1/10
Paint by numbers for the masses---basically garbage
23 September 2012
Warning: Spoilers
I should have trusted my instinct and avoided this movie based on the title. I pictured some sort of feel good propaganda capable of passing Chinese censorship.

Li Cunxin a Chinese ballet dancer catches the eye of Ben Stevenson the Houston ballet director who is touring China in the 1970s. Ben brings him to the US as a student and makes him a star. Li marries and defects. In the end he is reunited with his family and makes a glorious visit to his homeland with his second wife. In the final scene he and his wife (also a ballet dancer) freeze in the cliché triumphant glory pose (arms together pointing to infinity) of Chinese opera. It is sickening.

Another reviewer said this was paint by numbers for the masses-- Basically accurate. It made millions at the box office. Every cliché known to the genre is in this thing....the sudden need to replace the lead dancer hours before curtain call.
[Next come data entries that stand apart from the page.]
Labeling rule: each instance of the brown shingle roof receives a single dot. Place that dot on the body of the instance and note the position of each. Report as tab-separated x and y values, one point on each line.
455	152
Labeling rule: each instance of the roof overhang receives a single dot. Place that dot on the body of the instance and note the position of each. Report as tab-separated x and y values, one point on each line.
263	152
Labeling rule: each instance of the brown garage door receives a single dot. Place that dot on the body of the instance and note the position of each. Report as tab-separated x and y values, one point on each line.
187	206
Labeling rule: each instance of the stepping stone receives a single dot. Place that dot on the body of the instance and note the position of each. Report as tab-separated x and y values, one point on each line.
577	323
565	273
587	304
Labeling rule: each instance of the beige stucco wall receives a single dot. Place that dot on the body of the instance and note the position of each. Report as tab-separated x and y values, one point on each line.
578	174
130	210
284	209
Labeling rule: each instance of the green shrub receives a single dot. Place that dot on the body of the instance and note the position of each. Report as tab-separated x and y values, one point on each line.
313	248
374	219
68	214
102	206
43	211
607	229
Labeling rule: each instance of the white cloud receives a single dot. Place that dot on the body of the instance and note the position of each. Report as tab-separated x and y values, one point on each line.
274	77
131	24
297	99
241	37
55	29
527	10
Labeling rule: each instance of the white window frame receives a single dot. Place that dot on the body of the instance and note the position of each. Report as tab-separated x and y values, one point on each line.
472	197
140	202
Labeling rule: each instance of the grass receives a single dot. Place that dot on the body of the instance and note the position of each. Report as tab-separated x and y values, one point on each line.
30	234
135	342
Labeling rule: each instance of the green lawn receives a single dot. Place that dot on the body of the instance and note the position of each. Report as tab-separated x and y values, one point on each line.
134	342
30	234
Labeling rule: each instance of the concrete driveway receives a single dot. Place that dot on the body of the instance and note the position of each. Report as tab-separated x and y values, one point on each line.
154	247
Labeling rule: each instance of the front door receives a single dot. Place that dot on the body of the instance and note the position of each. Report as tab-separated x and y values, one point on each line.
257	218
The wise sage teacher who supplies the magic anecdotal encouragement to motivate a discouraged student. This is an autobiography--where are the negatives that would make this guy human? The excessive ambition maybe a few dirty tricks he regrets--none of that.

I personally hate movies that throw up signs on how the viewer is supposed to feel and think every 10 seconds.

The acting directing and story is cheesy (overdone inauthentic exaggerated) Ben Stevenson (Bruce Greenwood) gets an F for unconvincing gay mannerisms he should have studied Paul Lynn.

One flaw of Netflix Streaming is you cannot fast forward...however with about an hour to go I began to skip ahead 5 minutes at a time-- it is that bad.